Facebook Bans Advertiser Pushing Google+ Follows - nns1212
http://searchenginewatch.com/article/2094579/Facebook-Bans-Advertiser-Pushing-Google-Follows

======
fpgeek
I think the big mistake Facebook is making here is showing fear. Every time
they close down a path for contact export, spread FUD (e.g. Zuckerberg leaving
Google+ for "privacy" reasons) and so on they make it very, very clear that
they're terrified of Google+'s potential and they're going to do everything
they can to stop it.

The problem is that Facebook isn't the late-90s Microsoft. They don't have the
raw monopoly power to stop people from leaving for Google+, they need to
persuade them. And every move they make to try and force people to stay
(instead of enticing them) makes more people want to leave.

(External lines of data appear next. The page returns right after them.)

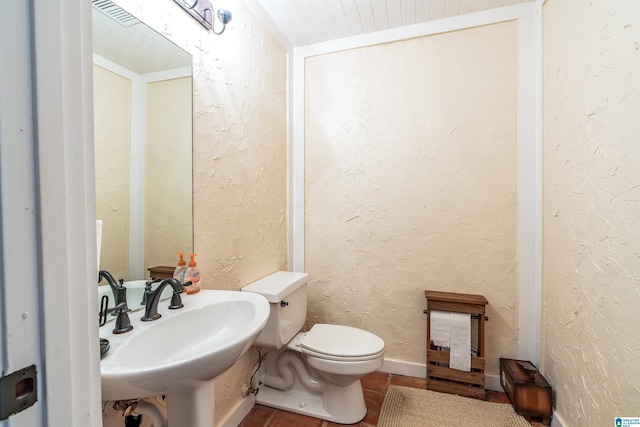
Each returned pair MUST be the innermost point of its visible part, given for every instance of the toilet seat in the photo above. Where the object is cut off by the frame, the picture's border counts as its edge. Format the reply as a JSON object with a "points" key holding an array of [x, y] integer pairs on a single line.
{"points": [[341, 343]]}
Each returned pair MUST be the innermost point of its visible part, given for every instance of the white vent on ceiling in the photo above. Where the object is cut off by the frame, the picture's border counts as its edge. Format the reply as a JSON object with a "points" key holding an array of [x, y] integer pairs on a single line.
{"points": [[115, 12]]}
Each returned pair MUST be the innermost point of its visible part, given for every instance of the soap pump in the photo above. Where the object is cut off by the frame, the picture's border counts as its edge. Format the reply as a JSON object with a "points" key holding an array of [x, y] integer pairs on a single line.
{"points": [[193, 275], [181, 269]]}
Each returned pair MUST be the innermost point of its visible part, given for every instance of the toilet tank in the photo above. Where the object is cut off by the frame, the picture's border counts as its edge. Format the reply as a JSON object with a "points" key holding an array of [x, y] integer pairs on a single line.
{"points": [[287, 295]]}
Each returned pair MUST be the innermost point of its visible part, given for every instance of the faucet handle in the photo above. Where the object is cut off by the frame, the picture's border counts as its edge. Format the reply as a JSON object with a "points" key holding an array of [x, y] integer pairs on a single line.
{"points": [[123, 323]]}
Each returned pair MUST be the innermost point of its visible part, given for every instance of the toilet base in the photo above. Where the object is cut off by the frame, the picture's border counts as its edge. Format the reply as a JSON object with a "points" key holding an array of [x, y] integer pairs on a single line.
{"points": [[341, 405]]}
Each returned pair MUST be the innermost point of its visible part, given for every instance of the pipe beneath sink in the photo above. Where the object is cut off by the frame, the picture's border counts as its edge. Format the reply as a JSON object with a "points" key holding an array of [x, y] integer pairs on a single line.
{"points": [[153, 411]]}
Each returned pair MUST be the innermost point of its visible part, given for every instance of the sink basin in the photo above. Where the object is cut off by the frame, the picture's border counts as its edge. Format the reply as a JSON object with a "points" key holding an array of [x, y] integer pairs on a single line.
{"points": [[184, 349]]}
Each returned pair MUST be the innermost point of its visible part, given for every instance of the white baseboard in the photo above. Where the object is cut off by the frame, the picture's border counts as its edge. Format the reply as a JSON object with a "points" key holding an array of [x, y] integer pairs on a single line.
{"points": [[237, 414], [419, 370], [408, 369]]}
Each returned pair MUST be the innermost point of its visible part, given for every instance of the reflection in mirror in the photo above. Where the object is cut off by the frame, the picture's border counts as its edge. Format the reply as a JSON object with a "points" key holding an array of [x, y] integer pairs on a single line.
{"points": [[143, 144]]}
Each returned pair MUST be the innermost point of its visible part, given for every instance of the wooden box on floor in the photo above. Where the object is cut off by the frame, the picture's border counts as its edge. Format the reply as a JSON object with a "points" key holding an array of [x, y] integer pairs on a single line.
{"points": [[529, 393], [440, 377]]}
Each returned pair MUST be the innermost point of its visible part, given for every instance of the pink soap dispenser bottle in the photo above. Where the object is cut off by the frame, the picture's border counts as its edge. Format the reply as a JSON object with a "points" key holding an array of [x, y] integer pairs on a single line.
{"points": [[192, 275]]}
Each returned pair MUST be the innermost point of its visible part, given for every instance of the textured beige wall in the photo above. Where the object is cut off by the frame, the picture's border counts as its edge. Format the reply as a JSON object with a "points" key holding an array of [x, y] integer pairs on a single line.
{"points": [[239, 118], [591, 211], [168, 204], [112, 116], [410, 184]]}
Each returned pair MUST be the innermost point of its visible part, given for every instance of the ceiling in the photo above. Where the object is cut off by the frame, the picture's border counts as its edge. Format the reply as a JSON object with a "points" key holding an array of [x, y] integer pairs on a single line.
{"points": [[302, 22], [121, 38]]}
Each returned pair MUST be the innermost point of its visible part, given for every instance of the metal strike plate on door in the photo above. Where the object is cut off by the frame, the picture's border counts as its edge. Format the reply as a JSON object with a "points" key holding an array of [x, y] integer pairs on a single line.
{"points": [[18, 391]]}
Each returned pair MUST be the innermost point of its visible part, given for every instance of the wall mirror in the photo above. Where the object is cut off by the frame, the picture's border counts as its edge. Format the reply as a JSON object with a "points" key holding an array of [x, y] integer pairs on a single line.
{"points": [[143, 144]]}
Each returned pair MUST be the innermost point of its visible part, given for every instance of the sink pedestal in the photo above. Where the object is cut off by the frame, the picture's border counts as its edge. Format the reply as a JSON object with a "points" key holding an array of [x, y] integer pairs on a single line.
{"points": [[191, 407]]}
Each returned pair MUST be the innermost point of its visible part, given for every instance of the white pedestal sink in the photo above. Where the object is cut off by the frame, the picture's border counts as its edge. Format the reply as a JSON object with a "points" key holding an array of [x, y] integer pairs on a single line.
{"points": [[180, 354]]}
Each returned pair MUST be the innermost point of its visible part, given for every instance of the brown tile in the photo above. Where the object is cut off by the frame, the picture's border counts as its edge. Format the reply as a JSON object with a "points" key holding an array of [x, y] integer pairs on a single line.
{"points": [[258, 417], [289, 419], [376, 381], [496, 397], [409, 381], [373, 400]]}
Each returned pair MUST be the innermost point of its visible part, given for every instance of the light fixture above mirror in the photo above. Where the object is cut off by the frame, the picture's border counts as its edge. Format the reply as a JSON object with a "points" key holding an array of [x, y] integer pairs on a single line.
{"points": [[202, 11]]}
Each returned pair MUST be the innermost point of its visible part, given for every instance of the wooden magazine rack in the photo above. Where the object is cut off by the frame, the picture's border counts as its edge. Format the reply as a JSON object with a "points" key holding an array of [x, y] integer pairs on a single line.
{"points": [[440, 377]]}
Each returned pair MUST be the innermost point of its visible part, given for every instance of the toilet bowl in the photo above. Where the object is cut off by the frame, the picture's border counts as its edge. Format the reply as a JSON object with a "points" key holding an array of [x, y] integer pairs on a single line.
{"points": [[318, 372]]}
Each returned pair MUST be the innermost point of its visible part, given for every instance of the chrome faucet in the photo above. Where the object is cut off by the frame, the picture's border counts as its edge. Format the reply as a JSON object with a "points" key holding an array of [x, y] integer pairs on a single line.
{"points": [[153, 297], [119, 291]]}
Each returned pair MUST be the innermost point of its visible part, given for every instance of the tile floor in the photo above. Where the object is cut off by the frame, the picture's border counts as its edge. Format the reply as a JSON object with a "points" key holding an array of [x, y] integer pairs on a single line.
{"points": [[374, 386]]}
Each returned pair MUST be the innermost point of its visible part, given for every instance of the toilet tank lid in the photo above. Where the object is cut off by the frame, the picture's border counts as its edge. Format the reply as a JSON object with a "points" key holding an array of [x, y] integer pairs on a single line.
{"points": [[277, 286]]}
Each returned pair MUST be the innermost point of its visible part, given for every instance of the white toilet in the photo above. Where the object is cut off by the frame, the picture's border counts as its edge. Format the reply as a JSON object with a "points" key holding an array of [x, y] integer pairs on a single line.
{"points": [[315, 373]]}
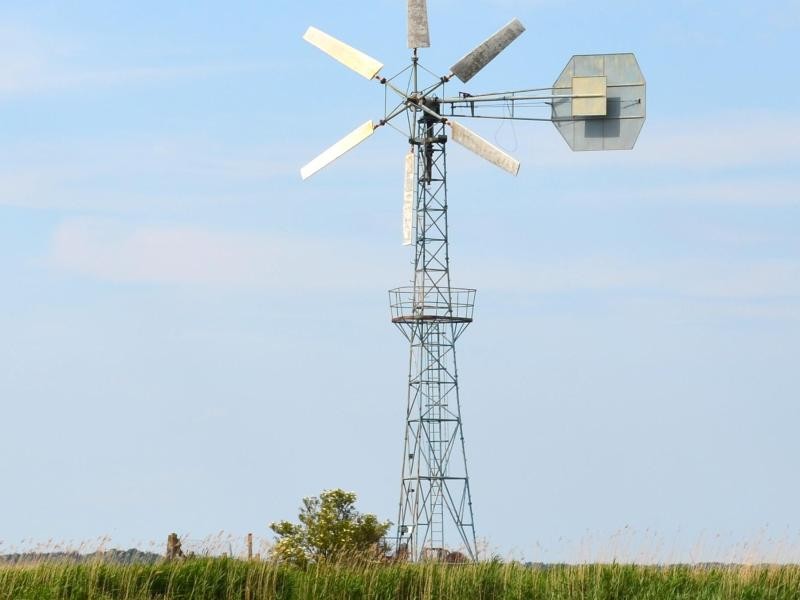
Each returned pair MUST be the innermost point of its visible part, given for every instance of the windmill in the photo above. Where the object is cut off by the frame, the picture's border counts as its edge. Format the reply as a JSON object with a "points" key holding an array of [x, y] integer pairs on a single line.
{"points": [[596, 103]]}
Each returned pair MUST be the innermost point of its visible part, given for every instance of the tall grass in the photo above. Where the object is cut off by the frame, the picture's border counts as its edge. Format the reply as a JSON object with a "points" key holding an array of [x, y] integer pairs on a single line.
{"points": [[233, 579]]}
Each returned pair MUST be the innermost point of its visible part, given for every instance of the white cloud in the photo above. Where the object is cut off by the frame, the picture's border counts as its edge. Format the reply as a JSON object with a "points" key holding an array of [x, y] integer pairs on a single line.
{"points": [[33, 63], [181, 255], [114, 175]]}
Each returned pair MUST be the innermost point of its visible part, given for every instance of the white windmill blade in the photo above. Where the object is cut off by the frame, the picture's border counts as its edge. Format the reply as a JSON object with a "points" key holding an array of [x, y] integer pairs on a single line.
{"points": [[364, 65], [347, 143], [466, 68], [418, 36], [472, 141], [408, 197]]}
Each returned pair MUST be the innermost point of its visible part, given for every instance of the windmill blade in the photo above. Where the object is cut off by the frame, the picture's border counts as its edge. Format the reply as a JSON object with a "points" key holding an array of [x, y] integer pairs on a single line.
{"points": [[408, 198], [347, 143], [418, 36], [466, 68], [364, 65], [475, 143]]}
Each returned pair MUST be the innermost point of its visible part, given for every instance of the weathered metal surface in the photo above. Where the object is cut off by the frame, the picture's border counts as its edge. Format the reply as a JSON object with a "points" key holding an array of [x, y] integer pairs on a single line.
{"points": [[364, 65], [475, 143], [625, 104], [408, 198], [466, 68], [589, 96], [347, 143], [418, 35]]}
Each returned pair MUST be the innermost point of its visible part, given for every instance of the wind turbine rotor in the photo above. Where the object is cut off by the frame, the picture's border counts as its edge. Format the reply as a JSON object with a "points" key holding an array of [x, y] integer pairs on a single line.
{"points": [[466, 68], [361, 63], [475, 143], [347, 143], [418, 36]]}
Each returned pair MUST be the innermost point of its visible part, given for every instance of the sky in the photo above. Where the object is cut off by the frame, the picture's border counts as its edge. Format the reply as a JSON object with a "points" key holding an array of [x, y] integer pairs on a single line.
{"points": [[192, 339]]}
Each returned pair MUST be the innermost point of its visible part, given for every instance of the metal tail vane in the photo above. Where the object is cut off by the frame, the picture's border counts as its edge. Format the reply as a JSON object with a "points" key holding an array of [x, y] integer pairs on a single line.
{"points": [[596, 103]]}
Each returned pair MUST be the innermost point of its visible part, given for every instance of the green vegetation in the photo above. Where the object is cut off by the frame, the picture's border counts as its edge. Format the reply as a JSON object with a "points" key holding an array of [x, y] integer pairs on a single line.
{"points": [[229, 579], [330, 527]]}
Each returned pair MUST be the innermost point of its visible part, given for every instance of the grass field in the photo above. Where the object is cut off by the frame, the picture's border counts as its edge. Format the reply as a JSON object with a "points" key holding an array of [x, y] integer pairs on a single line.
{"points": [[225, 578]]}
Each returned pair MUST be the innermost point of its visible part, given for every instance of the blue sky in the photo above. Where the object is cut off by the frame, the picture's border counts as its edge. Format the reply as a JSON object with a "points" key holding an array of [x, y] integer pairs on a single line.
{"points": [[192, 339]]}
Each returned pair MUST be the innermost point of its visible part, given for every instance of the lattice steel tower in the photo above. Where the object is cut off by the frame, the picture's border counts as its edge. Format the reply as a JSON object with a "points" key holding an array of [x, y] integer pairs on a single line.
{"points": [[434, 490], [596, 103]]}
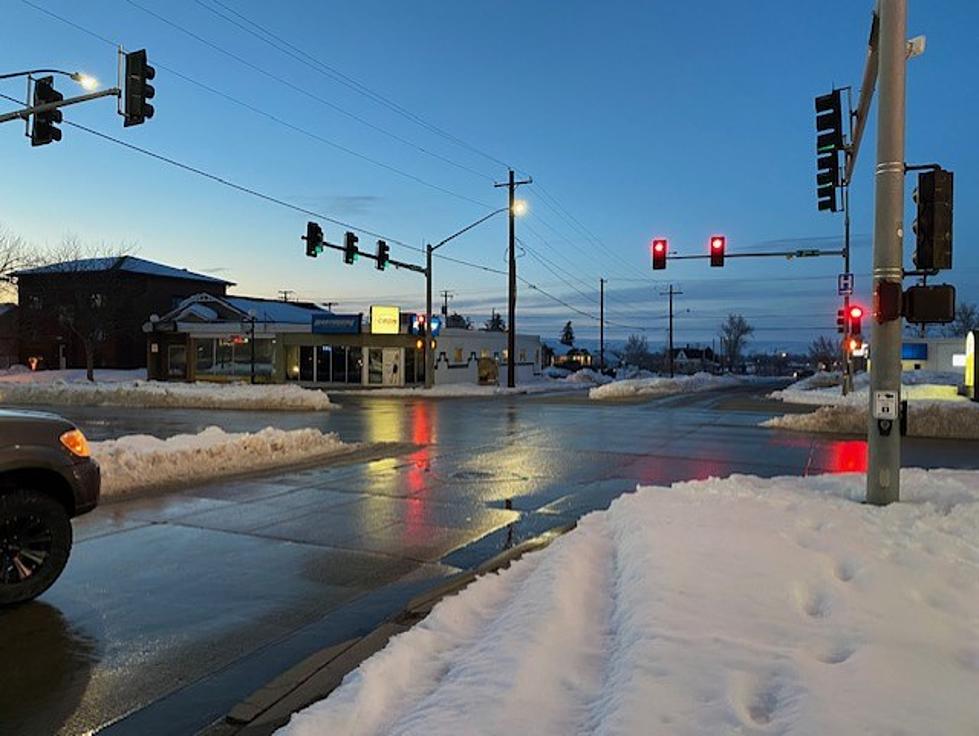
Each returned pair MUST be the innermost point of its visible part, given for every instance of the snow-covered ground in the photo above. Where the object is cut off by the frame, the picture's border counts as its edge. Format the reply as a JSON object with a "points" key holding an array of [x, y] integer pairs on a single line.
{"points": [[655, 386], [823, 389], [121, 388], [949, 420], [138, 462], [736, 606]]}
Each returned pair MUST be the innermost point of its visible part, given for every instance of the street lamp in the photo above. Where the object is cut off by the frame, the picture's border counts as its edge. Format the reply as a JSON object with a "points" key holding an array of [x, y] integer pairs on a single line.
{"points": [[85, 80], [519, 208]]}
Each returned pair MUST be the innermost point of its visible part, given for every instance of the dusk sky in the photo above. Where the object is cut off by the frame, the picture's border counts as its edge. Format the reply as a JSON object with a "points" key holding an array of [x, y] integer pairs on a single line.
{"points": [[635, 120]]}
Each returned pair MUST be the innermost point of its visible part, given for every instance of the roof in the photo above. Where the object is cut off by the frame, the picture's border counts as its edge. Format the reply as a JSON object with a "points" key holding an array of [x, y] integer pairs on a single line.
{"points": [[130, 264], [270, 310]]}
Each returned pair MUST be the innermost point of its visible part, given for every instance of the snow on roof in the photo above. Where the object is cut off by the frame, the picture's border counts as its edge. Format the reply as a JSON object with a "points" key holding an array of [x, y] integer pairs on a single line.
{"points": [[130, 264], [268, 310]]}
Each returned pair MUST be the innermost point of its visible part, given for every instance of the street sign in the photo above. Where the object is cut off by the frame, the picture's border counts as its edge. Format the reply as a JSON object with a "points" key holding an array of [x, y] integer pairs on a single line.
{"points": [[885, 405]]}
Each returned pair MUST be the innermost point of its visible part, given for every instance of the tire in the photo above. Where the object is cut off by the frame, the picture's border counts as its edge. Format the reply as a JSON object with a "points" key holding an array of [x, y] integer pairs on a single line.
{"points": [[35, 541]]}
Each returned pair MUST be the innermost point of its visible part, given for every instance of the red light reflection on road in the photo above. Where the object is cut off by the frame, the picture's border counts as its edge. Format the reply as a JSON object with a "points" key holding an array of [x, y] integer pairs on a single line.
{"points": [[847, 456]]}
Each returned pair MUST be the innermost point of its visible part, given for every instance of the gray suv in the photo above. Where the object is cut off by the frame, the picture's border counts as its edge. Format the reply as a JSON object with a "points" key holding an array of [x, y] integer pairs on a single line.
{"points": [[46, 477]]}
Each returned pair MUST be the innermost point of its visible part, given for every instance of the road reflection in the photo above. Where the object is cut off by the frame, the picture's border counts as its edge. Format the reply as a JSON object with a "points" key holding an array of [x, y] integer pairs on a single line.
{"points": [[45, 671]]}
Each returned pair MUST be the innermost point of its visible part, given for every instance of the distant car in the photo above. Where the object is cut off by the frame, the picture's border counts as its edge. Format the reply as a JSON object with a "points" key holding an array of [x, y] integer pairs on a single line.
{"points": [[46, 477]]}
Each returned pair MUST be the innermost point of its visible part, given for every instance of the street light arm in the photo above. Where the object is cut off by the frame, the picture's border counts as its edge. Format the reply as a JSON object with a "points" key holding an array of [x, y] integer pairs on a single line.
{"points": [[468, 228], [11, 75]]}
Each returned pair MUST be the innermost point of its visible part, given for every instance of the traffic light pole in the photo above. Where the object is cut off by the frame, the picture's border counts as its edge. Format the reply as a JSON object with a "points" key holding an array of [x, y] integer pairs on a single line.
{"points": [[512, 185], [884, 438], [26, 112]]}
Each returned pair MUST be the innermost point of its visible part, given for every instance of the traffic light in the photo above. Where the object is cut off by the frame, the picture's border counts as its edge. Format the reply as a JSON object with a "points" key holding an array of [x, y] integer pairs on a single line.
{"points": [[383, 255], [658, 249], [314, 239], [350, 248], [136, 109], [45, 128], [856, 314], [933, 226], [829, 141], [717, 245]]}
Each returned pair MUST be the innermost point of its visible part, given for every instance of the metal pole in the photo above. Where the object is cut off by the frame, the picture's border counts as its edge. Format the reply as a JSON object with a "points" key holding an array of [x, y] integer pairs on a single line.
{"points": [[429, 353], [884, 446], [671, 331], [512, 300], [601, 326]]}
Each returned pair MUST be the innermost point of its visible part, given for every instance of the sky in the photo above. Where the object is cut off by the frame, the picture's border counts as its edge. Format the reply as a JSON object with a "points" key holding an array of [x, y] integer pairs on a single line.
{"points": [[634, 119]]}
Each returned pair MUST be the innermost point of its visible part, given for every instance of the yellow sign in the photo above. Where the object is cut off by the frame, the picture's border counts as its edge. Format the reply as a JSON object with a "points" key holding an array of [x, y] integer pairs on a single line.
{"points": [[385, 320]]}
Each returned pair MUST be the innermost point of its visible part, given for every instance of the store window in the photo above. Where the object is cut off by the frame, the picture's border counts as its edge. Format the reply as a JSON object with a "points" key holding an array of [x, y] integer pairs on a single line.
{"points": [[375, 366]]}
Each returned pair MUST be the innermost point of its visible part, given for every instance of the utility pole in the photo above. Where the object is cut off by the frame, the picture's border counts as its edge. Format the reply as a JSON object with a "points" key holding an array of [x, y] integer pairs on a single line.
{"points": [[512, 185], [672, 292], [446, 295], [601, 325], [884, 438]]}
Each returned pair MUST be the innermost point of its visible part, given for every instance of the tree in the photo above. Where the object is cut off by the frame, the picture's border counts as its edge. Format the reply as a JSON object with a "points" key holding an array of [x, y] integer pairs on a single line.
{"points": [[966, 320], [734, 336], [567, 334], [636, 352], [83, 297], [14, 255], [824, 352], [495, 323], [457, 320]]}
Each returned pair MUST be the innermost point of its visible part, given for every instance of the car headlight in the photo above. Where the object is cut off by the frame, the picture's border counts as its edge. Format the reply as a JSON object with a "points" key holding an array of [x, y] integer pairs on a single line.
{"points": [[76, 443]]}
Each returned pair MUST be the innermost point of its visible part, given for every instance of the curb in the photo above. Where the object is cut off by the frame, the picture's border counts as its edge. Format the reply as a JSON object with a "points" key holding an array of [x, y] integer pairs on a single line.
{"points": [[271, 706]]}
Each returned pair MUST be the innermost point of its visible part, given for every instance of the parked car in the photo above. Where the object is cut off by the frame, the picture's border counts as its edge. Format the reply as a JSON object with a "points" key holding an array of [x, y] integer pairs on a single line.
{"points": [[47, 477]]}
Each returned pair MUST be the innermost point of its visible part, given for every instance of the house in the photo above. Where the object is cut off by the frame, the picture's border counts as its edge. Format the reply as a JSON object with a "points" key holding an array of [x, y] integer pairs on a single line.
{"points": [[8, 335], [221, 338], [689, 360], [96, 307]]}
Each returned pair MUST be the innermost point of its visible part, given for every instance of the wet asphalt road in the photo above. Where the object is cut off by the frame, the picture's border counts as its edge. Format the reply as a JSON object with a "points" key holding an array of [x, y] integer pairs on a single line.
{"points": [[173, 607]]}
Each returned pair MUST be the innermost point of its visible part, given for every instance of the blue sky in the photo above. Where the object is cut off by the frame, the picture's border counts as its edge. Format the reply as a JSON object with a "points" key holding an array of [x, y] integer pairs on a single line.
{"points": [[635, 120]]}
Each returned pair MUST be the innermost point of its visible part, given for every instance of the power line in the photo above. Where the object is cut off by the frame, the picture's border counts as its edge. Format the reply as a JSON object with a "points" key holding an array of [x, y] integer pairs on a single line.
{"points": [[295, 87], [271, 116], [347, 81]]}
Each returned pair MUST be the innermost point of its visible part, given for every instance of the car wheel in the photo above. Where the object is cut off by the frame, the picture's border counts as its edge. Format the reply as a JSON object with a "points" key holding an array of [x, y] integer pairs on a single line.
{"points": [[35, 539]]}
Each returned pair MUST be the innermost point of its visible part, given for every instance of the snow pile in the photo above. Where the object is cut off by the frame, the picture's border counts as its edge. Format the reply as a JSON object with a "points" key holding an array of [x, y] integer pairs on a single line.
{"points": [[23, 374], [587, 375], [918, 385], [152, 394], [959, 420], [137, 462], [742, 605], [635, 387]]}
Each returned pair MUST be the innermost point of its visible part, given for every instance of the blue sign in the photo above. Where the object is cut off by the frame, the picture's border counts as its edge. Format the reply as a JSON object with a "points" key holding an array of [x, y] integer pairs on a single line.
{"points": [[336, 324]]}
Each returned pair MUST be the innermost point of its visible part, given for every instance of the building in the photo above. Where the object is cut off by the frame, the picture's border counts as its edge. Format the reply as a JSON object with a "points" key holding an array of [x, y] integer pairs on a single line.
{"points": [[8, 335], [689, 360], [215, 338], [98, 306]]}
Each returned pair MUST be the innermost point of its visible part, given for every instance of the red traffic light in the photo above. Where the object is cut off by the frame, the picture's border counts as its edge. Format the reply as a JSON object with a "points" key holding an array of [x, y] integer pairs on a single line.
{"points": [[659, 249], [717, 245]]}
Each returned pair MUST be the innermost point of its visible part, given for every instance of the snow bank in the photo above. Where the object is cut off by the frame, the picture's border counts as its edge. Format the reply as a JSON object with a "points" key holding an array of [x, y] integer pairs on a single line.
{"points": [[823, 389], [23, 374], [742, 605], [153, 394], [959, 420], [137, 462], [634, 387]]}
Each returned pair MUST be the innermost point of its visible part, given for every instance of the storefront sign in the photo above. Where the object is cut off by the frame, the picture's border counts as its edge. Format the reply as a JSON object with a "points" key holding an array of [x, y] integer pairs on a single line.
{"points": [[336, 324], [385, 320]]}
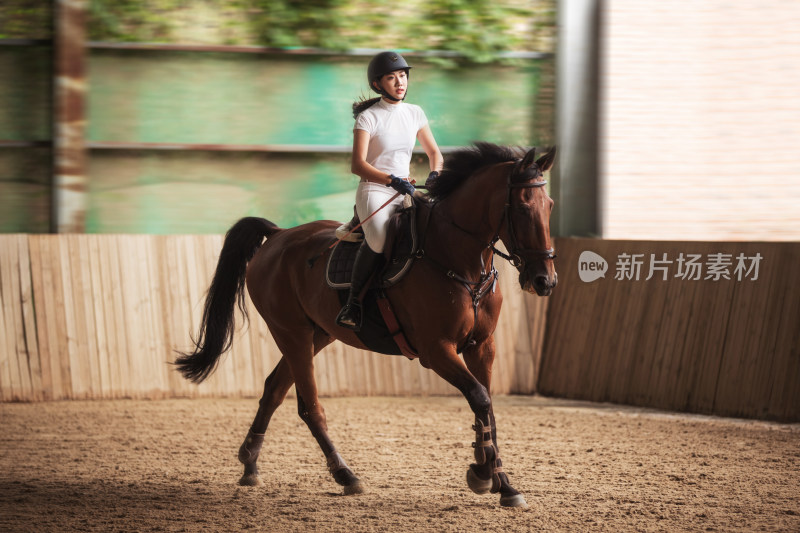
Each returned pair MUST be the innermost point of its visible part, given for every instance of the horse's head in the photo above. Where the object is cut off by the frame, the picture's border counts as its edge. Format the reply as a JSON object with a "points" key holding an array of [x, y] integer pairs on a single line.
{"points": [[526, 232]]}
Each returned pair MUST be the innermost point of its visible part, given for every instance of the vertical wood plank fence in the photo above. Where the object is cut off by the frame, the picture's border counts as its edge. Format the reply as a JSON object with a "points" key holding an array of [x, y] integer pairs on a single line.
{"points": [[100, 316], [727, 347]]}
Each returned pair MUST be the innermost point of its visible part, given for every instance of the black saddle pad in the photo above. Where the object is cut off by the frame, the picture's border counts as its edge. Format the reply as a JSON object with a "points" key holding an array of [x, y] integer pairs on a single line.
{"points": [[402, 242], [374, 333]]}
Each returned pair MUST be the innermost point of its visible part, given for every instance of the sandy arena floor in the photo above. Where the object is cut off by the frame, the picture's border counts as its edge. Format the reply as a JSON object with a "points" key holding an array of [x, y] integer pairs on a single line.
{"points": [[171, 466]]}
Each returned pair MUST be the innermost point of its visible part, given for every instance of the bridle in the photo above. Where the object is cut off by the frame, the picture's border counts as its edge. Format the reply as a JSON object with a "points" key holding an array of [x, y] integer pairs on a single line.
{"points": [[517, 254]]}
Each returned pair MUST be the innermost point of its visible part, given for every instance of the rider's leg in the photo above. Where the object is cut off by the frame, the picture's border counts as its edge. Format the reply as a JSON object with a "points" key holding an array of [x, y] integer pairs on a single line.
{"points": [[366, 261]]}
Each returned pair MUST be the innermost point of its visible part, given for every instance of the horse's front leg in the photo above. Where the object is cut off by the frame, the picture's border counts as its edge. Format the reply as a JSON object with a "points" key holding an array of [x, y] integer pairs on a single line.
{"points": [[487, 474], [276, 387]]}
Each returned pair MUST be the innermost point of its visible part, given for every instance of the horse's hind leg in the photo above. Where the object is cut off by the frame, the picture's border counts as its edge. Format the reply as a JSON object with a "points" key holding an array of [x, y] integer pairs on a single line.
{"points": [[276, 387], [311, 411]]}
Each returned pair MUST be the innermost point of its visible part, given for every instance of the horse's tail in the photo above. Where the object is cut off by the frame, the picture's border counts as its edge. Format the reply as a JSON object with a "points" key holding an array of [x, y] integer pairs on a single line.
{"points": [[227, 288]]}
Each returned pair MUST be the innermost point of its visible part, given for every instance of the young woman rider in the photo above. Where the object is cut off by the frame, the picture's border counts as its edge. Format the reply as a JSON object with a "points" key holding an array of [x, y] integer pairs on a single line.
{"points": [[384, 135]]}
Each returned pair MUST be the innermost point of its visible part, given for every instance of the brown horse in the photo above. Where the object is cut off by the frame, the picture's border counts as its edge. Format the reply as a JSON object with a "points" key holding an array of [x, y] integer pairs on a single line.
{"points": [[448, 303]]}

Perhaps the Ad ban story isn't what it seems, I'll reserve judgement on that.
But it certainly fits the Facebook's overall Google+ pattern.

Contrast this with Twitter's reaction. Google+ circles can be used
asymmetrically, so they're equally in danger. However, unlike Facebook,
they've ignored Google+, at least AFAICT. When Google+ was announced I
actually thought Twitter was in the weaker position, but I'm starting to think
I was wrong.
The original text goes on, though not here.